I was unsuccessful in filling my mule deer buck license in a restricted unit during the youth season. Can I hunt the remainder of the state during the regular gun season? No. You are restricted to the same unit as during the youth season.
I shot a deer, but it is rotten. What can I do? You must take possession of the animal by tagging it. A license only allows you the opportunity to hunt. It is not a guarantee to harvest a deer, or to the quality of the animal.
What should I do if I find a wounded deer? Contact a game warden. Do not shoot the deer unless you want to tag it or are instructed by the warden to do so.
Is camouflage blaze orange acceptable for the deer gun season? No. You must wear both a hat and outer garment above the waistline totaling at least 400 square inches of solid daylight fluorescent orange.
I hunt with a bow. When do I have to wear orange? Only during the regular deer gun season.
Can I hunt road rights-of-way? Do not hunt on road rights-of-way unless you are certain they are open to public use. Most road rights-of-way are easements under control of the adjacent landowner and are closed to hunting when the adjacent land is posted closed to hunting.
Can I hunt on a section line if it is posted on both sides? No. If the land is posted on both sides, the section line is closed to hunting, but is still open for travel.
Can I hunt over bait on private land? It is unlawful to hunt over bait, or place bait to attract big game for the purpose of hunting, in deer hunting units 3A1, 3A2, 3A3 north of U.S. Highway 2, 3B1, 3C west of the Missouri River, 3E1, 3E2, 3F1 and 3F2.
What if I want to have a mount made by a taxidermist and take the meat to a butcher shop? How do I keep the tag with it all? The tag should remain with the antlers and the carcass tag should remain with the meat.
I shot a deer in a unit that has carcass transportation restrictions (3A1, 3B1, 3F2). What field dressing restrictions must I follow? Hunters cannot transport the whole carcass containing the head and spinal column outside of the unit. Exceptions: meat that has been boned out; quarters or other portions of meat with no part of the spinal column or head attached; meat that is cut and wrapped either commercially or privately; hides with no heads attached; skull plates with antlers attached having no hide or brain tissue present; intact skulls with the hide, eyes, lower jaw and associated soft tissue removed, and no visible brain or spinal cord tissue present; antlers with no meat or tissue attached; upper canine teeth, also known as buglers, whistlers or ivories; and finished taxidermy heads. However, hunters can transport the whole deer carcass between units 3A1 and 3B1 during any open deer season.

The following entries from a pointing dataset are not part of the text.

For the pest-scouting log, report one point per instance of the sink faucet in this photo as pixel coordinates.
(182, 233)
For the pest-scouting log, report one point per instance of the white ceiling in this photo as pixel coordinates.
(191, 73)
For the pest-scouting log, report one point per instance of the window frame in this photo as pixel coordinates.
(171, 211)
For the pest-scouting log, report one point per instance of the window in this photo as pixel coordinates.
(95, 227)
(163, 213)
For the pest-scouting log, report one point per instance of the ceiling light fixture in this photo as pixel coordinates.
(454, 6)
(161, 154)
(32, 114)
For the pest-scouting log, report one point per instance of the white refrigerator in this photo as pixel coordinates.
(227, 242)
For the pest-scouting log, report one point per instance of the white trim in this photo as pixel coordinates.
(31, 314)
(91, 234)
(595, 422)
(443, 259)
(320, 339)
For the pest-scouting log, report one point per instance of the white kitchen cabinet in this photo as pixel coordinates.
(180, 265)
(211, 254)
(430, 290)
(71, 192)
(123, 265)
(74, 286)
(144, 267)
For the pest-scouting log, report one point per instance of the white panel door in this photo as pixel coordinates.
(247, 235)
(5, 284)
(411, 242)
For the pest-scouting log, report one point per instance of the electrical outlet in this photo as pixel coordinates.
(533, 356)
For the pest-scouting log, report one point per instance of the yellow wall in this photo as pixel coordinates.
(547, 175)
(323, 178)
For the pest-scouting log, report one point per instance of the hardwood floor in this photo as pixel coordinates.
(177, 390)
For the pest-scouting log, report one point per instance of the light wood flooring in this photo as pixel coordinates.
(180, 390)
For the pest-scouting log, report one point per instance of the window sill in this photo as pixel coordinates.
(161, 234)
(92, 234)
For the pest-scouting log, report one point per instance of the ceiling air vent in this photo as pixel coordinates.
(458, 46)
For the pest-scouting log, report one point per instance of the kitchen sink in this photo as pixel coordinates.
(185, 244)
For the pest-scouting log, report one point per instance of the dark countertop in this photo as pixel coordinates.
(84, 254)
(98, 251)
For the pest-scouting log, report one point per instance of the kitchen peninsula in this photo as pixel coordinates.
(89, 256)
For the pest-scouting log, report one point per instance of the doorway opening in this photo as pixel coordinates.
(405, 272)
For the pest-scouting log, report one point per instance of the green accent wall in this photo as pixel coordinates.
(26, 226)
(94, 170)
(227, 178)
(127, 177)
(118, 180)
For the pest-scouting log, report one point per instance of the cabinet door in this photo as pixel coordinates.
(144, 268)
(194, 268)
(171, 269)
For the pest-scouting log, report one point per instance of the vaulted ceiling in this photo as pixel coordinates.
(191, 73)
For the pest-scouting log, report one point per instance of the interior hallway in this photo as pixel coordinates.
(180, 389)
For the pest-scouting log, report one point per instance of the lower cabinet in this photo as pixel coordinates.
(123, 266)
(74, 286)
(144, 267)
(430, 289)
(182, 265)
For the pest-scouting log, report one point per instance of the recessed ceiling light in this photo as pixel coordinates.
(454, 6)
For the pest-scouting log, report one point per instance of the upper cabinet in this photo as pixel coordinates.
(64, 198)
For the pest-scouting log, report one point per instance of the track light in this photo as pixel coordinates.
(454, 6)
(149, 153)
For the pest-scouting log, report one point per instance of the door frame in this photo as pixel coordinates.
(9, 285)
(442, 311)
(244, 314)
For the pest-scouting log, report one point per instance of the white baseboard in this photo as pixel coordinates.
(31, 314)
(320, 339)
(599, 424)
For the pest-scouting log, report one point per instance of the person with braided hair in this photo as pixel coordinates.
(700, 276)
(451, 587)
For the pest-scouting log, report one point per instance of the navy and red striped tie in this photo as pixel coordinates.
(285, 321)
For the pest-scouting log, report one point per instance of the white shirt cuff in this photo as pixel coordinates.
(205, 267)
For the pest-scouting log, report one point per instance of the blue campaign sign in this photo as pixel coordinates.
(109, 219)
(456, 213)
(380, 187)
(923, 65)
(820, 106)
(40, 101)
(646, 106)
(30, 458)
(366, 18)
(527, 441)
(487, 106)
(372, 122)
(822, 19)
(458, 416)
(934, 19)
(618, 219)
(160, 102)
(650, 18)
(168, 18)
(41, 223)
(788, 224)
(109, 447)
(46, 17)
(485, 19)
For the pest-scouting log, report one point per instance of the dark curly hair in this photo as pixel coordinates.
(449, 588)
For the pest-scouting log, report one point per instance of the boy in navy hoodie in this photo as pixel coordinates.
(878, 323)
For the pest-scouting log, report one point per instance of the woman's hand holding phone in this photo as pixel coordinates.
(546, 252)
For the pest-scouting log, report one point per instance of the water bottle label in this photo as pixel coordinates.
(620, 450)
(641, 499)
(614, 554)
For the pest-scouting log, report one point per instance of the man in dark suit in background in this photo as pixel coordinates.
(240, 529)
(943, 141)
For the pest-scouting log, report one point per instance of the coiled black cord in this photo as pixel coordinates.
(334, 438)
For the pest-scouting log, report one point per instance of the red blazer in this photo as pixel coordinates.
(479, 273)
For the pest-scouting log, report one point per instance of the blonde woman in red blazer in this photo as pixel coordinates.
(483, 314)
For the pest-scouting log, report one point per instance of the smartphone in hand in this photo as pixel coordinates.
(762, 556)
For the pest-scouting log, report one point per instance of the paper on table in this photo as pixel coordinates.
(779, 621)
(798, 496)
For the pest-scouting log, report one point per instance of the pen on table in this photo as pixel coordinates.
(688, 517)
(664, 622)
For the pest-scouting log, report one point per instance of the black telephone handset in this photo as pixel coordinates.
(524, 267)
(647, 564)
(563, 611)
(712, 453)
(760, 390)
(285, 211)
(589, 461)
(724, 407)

Can I retrieve a wounded deer from posted land? If the deer was shot on land where you had a legal right to be and it ran onto posted land, you may retrieve it. However, you may not take a firearm or bow with you. The department suggests contacting the landowner as a courtesy prior to entering.
What if the landowner says I cannot retrieve a deer from posted land that was shot on land where I had a right to be? Contact a game warden.
Can I drive off a trail on private land to retrieve a deer? Unless prohibited by a landowner or operator, you may drive off-trail on private land once a deer has been killed and properly tagged. You must proceed to the carcass by the shortest accessible route and return to the road or trail by the same route.
Can I transport someone else’s deer? Yes, but you will need a transportation permit from a game warden. The license holder, person transporting the animal, and the carcass must be presented to the game warden before the permit is issued.
May I carry a pistol when I am hunting with a deer rifle? Yes, but the handgun must meet minimum requirements listed in the deer hunting regulations to be legal for taking deer.
Can I carry both bow and gun afield during deer gun season if I have both licenses? Yes, but only if you are going to fill your gun license. No firearms, except handguns, may be in the hunter’s possession while hunting with a deer bow license. However, handguns may not be used in any manner to assist in the harvest of a deer with an archery license.